Einige Ausschussmitglieder haben indes Gefallen an der Etablierung eines Falken gefunden. Mehr noch: mit der Ansiedlung gar einer Falknerei könne man sich den Turm sparen – und hätte noch etwas für die touristische Attraktivität der Stadt getan. Zumal es, wie Dieter Schnabel (UB) prognostizierte, angesichts der Plage sicher nicht bei dem einen Turm bleiben werde. Man sollte deshalb lieber „einmal in etwas Sinnvolles investieren“, polterte er. Auch Sven Sautter (CDU) zog die „Etablierung natürlicher Feinde“ dem „Bau von Wohlfühloasen für Tauben“ vor. Wolfgang Gommel (CDU) verwies darauf, dass man hier Luxusgebäude für Tauben errichten wolle, während man andererseits über das menschenwürdige Wohnen von Kriegsflüchtlingen diskutiere.

So emotional die Räte diskutierten, so wissenschaftlich nüchtern betrachtet Daniel Schmidt-Rothmund das tierische Problem. „Es kann gelingen, einen Wanderfalken anzusiedeln“, sagt der Leiter des Vogelschutzzentrums in Mössingen (Kreis Tübingen) vorsichtig. Doch in einem Neubaugebiet gebe es keine Möglichkeit, Nistkästen für die Tauben jagende Falkenart anzubringen: keine Autobahnbrücken, keine hohen Schuppen, auch keine Starkstromleitung.

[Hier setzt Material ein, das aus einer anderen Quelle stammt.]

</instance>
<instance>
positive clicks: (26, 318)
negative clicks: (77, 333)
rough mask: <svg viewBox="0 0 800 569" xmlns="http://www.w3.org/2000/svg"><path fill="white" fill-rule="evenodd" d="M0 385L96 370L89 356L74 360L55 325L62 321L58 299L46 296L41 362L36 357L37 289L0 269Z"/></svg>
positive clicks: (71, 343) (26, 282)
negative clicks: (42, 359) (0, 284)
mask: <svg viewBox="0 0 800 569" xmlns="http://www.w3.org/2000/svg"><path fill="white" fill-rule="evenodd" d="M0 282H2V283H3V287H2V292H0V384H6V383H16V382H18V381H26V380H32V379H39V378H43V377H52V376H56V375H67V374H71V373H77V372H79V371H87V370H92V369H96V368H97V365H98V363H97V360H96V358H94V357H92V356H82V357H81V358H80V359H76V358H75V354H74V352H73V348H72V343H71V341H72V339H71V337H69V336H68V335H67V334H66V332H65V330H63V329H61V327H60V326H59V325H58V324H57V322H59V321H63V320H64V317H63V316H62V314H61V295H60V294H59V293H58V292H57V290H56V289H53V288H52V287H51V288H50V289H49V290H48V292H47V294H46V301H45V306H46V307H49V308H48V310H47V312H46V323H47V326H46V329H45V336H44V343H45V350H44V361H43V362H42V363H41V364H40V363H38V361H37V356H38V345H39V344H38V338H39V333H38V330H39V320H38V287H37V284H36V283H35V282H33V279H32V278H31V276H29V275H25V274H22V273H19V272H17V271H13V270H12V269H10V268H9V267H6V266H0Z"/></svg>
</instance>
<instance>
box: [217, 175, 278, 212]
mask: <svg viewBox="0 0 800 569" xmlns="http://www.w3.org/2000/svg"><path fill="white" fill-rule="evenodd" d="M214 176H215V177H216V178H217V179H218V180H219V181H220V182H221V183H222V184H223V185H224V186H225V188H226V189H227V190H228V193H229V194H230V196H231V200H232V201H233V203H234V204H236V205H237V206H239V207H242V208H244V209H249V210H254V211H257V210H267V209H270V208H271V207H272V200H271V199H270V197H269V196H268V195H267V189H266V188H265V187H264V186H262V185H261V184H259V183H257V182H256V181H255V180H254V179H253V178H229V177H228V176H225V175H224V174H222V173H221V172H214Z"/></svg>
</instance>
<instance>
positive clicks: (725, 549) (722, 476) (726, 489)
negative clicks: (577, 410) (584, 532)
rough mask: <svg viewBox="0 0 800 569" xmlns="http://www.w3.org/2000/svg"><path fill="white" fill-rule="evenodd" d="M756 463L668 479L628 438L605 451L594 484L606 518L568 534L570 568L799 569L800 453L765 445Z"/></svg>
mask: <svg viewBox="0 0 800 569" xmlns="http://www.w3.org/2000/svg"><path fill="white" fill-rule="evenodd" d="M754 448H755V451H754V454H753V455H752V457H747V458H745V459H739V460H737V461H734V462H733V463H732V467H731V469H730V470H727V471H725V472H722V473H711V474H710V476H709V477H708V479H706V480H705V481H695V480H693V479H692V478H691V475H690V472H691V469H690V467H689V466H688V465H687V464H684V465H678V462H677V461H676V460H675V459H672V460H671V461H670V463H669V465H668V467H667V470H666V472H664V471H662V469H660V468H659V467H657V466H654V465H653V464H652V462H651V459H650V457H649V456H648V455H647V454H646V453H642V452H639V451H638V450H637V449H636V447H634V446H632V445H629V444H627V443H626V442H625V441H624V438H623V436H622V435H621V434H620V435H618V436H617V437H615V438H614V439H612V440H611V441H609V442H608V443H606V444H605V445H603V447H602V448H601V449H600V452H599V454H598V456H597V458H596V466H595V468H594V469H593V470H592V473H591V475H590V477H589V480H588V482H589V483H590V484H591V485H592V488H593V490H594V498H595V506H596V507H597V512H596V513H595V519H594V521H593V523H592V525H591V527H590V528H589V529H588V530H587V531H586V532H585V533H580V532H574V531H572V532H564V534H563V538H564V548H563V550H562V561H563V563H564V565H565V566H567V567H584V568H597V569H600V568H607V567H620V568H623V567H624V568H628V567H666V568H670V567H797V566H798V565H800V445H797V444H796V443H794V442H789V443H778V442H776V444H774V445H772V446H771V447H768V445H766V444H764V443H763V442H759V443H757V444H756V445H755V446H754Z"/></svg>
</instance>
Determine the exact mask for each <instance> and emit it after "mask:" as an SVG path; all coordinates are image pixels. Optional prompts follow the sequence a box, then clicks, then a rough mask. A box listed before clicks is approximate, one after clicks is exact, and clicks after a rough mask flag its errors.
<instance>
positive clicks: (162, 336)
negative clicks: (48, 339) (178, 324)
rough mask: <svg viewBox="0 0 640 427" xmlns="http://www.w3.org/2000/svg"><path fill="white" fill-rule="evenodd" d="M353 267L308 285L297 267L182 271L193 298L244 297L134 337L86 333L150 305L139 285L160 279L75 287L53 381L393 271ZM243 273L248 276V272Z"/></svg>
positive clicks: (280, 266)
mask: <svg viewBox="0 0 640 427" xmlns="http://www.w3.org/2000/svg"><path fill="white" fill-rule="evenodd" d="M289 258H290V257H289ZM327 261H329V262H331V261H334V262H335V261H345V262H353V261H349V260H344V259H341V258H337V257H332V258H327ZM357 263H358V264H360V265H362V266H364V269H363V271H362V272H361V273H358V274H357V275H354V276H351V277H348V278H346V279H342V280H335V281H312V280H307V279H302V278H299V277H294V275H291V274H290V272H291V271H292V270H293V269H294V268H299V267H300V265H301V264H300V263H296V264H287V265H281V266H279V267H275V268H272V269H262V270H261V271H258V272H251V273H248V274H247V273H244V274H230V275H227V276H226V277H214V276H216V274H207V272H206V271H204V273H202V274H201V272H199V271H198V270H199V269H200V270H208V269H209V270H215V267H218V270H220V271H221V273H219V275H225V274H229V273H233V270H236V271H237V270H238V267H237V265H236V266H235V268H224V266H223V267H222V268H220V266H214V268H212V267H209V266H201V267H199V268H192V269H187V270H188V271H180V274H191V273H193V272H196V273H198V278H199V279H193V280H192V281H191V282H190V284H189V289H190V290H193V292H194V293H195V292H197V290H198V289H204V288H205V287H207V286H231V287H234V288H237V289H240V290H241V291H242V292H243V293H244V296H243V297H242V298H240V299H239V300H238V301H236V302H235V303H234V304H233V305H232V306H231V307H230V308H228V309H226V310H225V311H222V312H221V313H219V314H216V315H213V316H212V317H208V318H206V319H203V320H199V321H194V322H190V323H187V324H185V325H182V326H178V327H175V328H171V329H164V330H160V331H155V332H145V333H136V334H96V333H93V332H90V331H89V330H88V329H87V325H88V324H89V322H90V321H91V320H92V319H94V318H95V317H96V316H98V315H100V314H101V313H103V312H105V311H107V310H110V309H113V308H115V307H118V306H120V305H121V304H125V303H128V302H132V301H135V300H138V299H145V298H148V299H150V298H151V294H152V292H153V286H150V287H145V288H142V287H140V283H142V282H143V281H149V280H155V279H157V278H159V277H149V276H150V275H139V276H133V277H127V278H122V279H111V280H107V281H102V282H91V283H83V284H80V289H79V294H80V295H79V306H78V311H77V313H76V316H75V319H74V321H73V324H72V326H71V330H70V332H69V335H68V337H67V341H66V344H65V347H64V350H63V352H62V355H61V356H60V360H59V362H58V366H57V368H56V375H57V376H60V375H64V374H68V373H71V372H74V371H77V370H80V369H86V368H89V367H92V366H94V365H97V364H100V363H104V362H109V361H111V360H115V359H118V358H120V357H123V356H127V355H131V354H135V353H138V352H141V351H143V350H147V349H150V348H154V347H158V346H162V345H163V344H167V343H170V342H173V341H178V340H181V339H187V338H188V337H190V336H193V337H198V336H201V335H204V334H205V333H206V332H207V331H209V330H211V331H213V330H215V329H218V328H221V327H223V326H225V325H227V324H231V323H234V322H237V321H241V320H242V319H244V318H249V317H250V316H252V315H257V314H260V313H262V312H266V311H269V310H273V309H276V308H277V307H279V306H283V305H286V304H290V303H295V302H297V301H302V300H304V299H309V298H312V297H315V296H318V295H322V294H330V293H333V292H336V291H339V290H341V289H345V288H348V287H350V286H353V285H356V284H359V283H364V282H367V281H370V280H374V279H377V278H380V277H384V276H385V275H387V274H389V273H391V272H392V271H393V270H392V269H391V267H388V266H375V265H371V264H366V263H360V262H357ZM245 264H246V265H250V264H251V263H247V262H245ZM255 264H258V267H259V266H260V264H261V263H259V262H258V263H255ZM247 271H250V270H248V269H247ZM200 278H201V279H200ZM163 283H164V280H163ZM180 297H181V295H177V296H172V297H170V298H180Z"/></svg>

Vom Einsatz eines Falkners hält er nichts: „Ein versierter Falkner wird es ablehnen, mit einem Wanderfalken in der Stadt zu jagen“ – vor allem, weil das Jagdgesetz die Jagd im besiedelten Gebiet verbiete. Schmidt-Rothmund verhehlt allerdings nicht, dass ausgebildete Falken eingesetzt werden, um Tauben zu vergrämen. Sowohl Trumpf in Ditzingen als auch der Flughafen Stuttgart bestätigen, diese Möglichkeit bis vor einigen Jahren genutzt zu haben. In der Versandhalle des Maschinenbauers war ein speziell auf Industriehallen trainierter Wüstenfalke im Einsatz, am Flughafen vertrieb ein Greifvogel eine Zeit lang Tauben aus den Parkhäusern.

Der Ornithologe Schmidt-Rothmund setzt stattdessen auf ein Maßnahmenpaket. Die Architekten dürften den Tauben keinen Unterschlupf an Häusern bieten, die Bürger die Tauben nicht füttern. Und Schlupflöcher an Industriehallen, also etwa Lüftungsrohre, müssten „penibel dichtgemacht“ sein. Denn „Tauben sind unglaublich raffiniert.“

Derweil hat der Ditzinger Oberbürgermeister die Räte darum gebeten, in der Gemeinderatssitzung am Abend nicht nochmals so ausführlich zu diskutieren. Der Rat wird die Ausgaben für den Turmbau genehmigen – oder auch nicht. Die Entscheidung im Fachausschuss war knapp gewesen: Mit acht zu sechs Stimmen erhielt der Verwaltungsantrag eine Mehrheit.